Catholic ping!
Speaking to an unseen priest through a screen seems to her a comfort.
The Catholic Church a couple of miles away (in a university town) doesn't have confessional booths that I have seen: confession takes place between priest and penitent all out in the open, but quietly.
Call me a stickler for tradition, but I think the booth is a good thing.
>>the Catholic Church began offering confession in reconciliation rooms, rather than the traditional booths.<<
This is why The Sacrament of Penance” as lost it’s appeal.
I would not in a million years confess face to face.
I would drive miles and go once a year to find a confessional.
Confession can be very hard on a priest. Especially in hard times, the torrent of suffering and anguish can be devastating.

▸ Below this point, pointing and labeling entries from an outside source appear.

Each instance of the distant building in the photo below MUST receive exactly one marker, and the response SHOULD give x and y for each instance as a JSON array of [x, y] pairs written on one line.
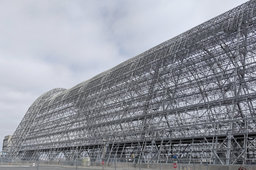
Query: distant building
[[6, 143]]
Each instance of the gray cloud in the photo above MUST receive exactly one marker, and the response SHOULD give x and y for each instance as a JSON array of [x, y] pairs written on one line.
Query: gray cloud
[[46, 44]]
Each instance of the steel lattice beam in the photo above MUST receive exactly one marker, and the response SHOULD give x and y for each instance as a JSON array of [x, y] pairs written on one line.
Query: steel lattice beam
[[193, 96]]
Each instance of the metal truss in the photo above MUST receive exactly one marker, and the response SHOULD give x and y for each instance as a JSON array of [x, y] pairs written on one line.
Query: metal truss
[[193, 96]]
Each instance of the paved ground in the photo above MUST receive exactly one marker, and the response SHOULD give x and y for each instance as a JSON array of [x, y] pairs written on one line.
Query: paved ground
[[40, 168]]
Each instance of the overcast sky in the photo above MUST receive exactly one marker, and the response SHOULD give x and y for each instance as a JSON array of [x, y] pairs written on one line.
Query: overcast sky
[[45, 44]]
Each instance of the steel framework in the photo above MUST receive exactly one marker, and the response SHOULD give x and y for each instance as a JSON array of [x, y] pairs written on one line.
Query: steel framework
[[193, 96]]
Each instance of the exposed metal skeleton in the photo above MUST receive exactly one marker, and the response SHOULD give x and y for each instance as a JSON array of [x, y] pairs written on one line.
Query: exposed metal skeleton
[[193, 96]]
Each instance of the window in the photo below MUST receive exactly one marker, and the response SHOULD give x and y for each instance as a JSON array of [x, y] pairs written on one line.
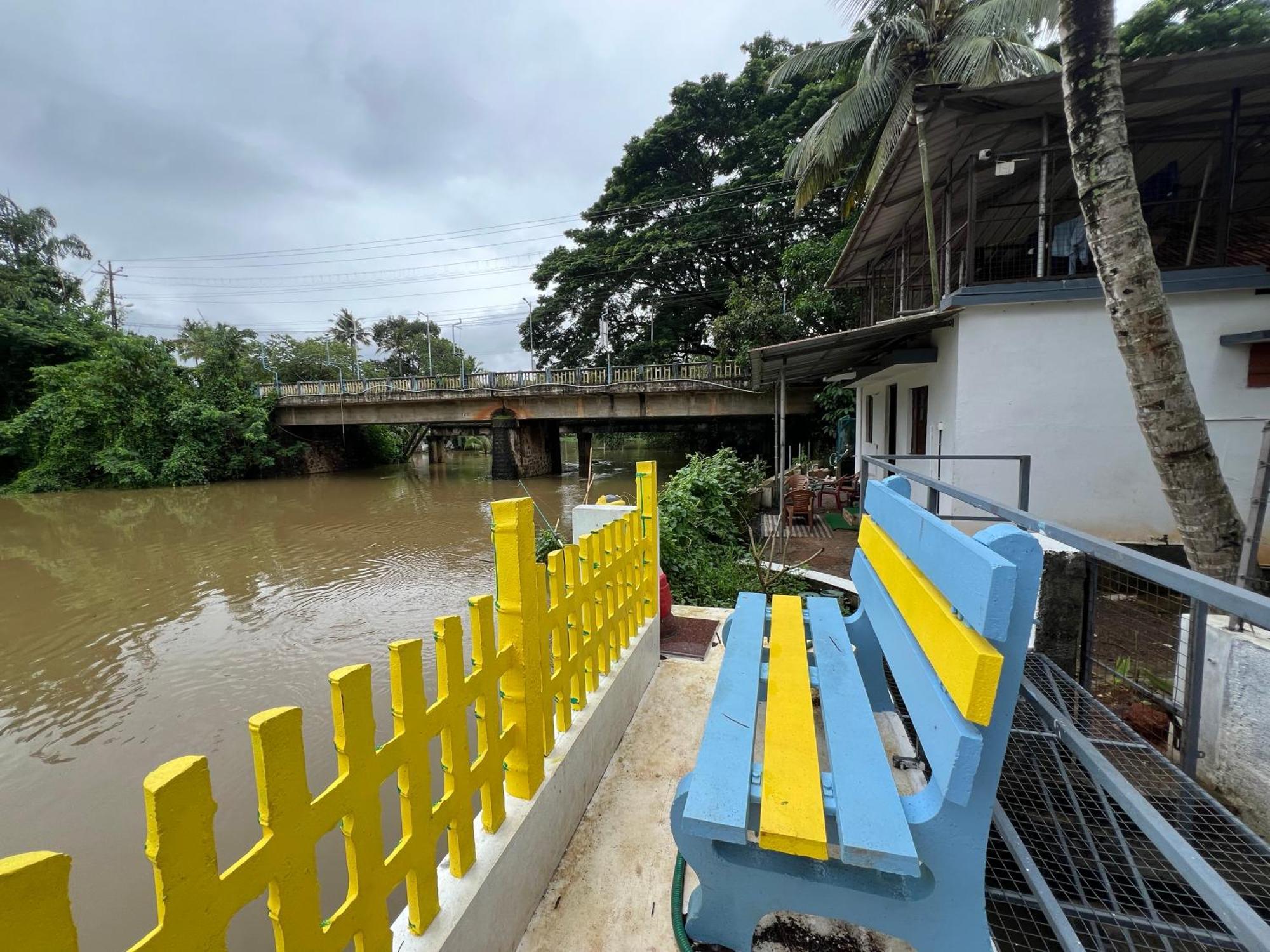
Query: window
[[919, 400], [1259, 365], [892, 418]]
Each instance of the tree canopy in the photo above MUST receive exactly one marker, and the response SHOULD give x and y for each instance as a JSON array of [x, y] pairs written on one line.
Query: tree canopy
[[695, 205], [1163, 27], [895, 49]]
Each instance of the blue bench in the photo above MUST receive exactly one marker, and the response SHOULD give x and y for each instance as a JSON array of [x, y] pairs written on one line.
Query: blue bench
[[789, 813]]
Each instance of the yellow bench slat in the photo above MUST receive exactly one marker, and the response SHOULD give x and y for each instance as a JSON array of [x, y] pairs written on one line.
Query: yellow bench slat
[[967, 664], [792, 810]]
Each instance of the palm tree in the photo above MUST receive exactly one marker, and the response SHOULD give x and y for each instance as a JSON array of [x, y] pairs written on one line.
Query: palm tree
[[397, 336], [1169, 413], [349, 331], [897, 46], [194, 341]]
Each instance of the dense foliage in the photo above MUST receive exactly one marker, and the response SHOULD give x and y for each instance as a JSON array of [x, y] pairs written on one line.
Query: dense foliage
[[695, 208], [705, 511], [1165, 27]]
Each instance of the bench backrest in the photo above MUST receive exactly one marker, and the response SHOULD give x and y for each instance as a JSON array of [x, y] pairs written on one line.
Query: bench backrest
[[952, 615]]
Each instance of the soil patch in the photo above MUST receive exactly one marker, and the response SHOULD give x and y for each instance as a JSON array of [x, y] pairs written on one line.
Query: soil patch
[[688, 638]]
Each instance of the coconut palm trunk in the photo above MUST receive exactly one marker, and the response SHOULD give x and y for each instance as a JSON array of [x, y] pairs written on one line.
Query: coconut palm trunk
[[1169, 414]]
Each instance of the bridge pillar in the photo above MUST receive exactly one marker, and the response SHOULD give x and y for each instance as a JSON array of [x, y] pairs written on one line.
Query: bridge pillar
[[436, 451], [502, 459], [524, 449], [584, 455]]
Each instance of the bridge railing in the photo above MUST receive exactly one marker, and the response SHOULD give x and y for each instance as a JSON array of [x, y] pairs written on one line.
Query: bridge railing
[[725, 373], [559, 630]]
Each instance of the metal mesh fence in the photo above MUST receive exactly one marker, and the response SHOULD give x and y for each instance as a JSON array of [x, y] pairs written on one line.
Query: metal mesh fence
[[1109, 880], [1136, 661], [1114, 885]]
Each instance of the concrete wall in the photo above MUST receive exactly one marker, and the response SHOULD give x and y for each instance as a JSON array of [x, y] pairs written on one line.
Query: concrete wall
[[584, 406], [1235, 720], [488, 909], [1047, 380]]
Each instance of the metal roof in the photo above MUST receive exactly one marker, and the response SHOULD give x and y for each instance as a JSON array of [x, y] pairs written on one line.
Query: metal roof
[[1187, 89], [816, 359]]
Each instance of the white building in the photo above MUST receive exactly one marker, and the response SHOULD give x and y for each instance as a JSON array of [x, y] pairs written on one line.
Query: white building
[[1015, 354]]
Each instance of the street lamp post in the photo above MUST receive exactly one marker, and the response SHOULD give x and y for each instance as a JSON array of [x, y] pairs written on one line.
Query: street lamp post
[[429, 323], [463, 369], [533, 367]]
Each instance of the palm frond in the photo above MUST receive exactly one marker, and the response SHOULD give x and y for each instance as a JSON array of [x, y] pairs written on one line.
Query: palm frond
[[857, 11], [980, 62], [895, 32], [998, 17], [892, 130], [822, 59], [835, 136]]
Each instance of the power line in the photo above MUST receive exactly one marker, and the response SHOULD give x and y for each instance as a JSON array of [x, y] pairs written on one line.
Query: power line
[[479, 230], [761, 238]]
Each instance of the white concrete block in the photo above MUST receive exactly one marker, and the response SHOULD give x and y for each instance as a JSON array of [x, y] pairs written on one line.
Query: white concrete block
[[589, 519]]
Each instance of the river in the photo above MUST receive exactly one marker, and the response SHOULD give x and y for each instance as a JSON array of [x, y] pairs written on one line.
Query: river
[[147, 625]]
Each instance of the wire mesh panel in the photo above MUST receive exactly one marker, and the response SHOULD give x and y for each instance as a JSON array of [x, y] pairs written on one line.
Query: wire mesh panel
[[1137, 659], [1111, 880]]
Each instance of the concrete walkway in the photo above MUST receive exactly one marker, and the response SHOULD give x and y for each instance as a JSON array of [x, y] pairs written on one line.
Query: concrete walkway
[[613, 889]]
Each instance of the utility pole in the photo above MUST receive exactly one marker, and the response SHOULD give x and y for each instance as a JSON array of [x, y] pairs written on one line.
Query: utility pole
[[111, 274], [531, 332], [427, 321]]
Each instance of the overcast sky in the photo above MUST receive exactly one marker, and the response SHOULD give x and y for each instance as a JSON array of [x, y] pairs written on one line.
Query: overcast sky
[[172, 130]]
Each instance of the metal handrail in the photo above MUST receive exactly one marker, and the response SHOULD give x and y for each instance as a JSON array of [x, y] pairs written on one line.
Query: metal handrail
[[722, 373], [1213, 592]]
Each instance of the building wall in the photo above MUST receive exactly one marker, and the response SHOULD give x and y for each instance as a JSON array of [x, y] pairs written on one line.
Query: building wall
[[940, 379], [1047, 380]]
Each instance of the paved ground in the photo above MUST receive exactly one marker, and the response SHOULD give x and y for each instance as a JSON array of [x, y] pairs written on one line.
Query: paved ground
[[613, 889]]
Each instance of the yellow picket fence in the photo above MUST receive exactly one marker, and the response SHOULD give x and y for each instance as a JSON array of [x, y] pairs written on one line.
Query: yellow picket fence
[[561, 628]]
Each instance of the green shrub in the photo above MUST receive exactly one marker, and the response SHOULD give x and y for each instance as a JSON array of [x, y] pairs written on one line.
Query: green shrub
[[705, 511]]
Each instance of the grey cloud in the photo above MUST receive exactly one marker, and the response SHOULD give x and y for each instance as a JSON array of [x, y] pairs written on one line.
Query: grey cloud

I knew of one young priest, put into a terrible situation as a military chaplain, who when faced with an endless stream of traumatized soldiers, some confessing years of sin and misery, he suffered a nervous breakdown. Realizing there was a severe problem with morale, the unit commander brought forth a senior colonel priest, of the old school. The situation was restored to order in short time, morale improved strongly, and the need for the confessional as psychiatrist couch was changed back to a proper confessional.
Makes one wonder when the last time that McBrien was in a confessional as a penitent let alone as a Priest.
we have confessions before all Sunday masses during advent and lent.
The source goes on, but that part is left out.